Par une décision du 22 décembre 2023 (CE, 15 février 2024, req. n° 462435, Lebon T.), le Conseil d’État a jugé qu’un sapeur-pompier volontaire ne pouvait pas prétendre au bénéfice de la protection fonctionnelle en raison du vol de son véhicule personnel et de son matériel photographique sur les lieux et heures du service s’il n’apparaît pas que l’auteur du vol aurait eu la volonté de lui porter atteinte en sa qualité d’agent public.
Monsieur B. est sapeur-pompier volontaire au sein du service départemental d’incendie et de secours (SDIS) de la Martinique.
Dans la nuit du 20 au 21 mars 2017, des individus se sont introduits dans les locaux du centre de secours et ont dérobé de nombreuses affaires personnelles des agents, dont la clé du véhicule de Monsieur B. et son matériel photographique. La voiture de l’agent, stationnée aux abords du centre, a ensuite été volée.
Monsieur B. a, par la suite, sollicité du SDIS l’indemnisation des préjudices matériel et moral qu’il estime avoir subis en raison de ce vol, pour un montant de 15 000 euros.
Le SDIS ayant rejeté la demande de Monsieur B., ce dernier a saisi le tribunal administratif de la Martinique d’une demande tendant à l’indemnisation de ses préjudices. Le tribunal administratif a rejeté sa demande, tout comme la Cour administrative d’appel de Bordeaux après lui.
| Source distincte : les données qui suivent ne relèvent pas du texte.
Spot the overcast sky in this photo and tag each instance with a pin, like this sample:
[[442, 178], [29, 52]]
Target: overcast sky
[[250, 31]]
Monsieur B s’est donc pourvu en cassation devant le Conseil d’État.
La question posée au Conseil d’État était ainsi relativement simple : un sapeur-pompier volontaire, victime d’un vol d’effets personnels à l’occasion de ses fonctions, peut-il solliciter le bénéfice de la protection fonctionnelle ?
Dans un premier temps de son raisonnement, sur le fondement des dispositions de l’article 11 de la loi du 13 juillet 1983 portant droits et obligations des fonctionnaires, dans sa version alors applicable et de l’article L.113-1 du code de la sécurité intérieure, les sapeurs-pompiers volontaires peuvent bénéficier de la protection fonctionnelle :
3. Ces dispositions établissent à la charge de la collectivité publique et au profit des sapeurs-pompiers volontaires, lorsqu'ils ont été victimes d'attaques à l'occasion ou du fait de leurs fonctions, sans qu'une faute personnelle puisse leur être imputée, une obligation de protection à laquelle il ne peut être dérogé, sous le contrôle du juge, que pour des motifs d'intérêt général. (…)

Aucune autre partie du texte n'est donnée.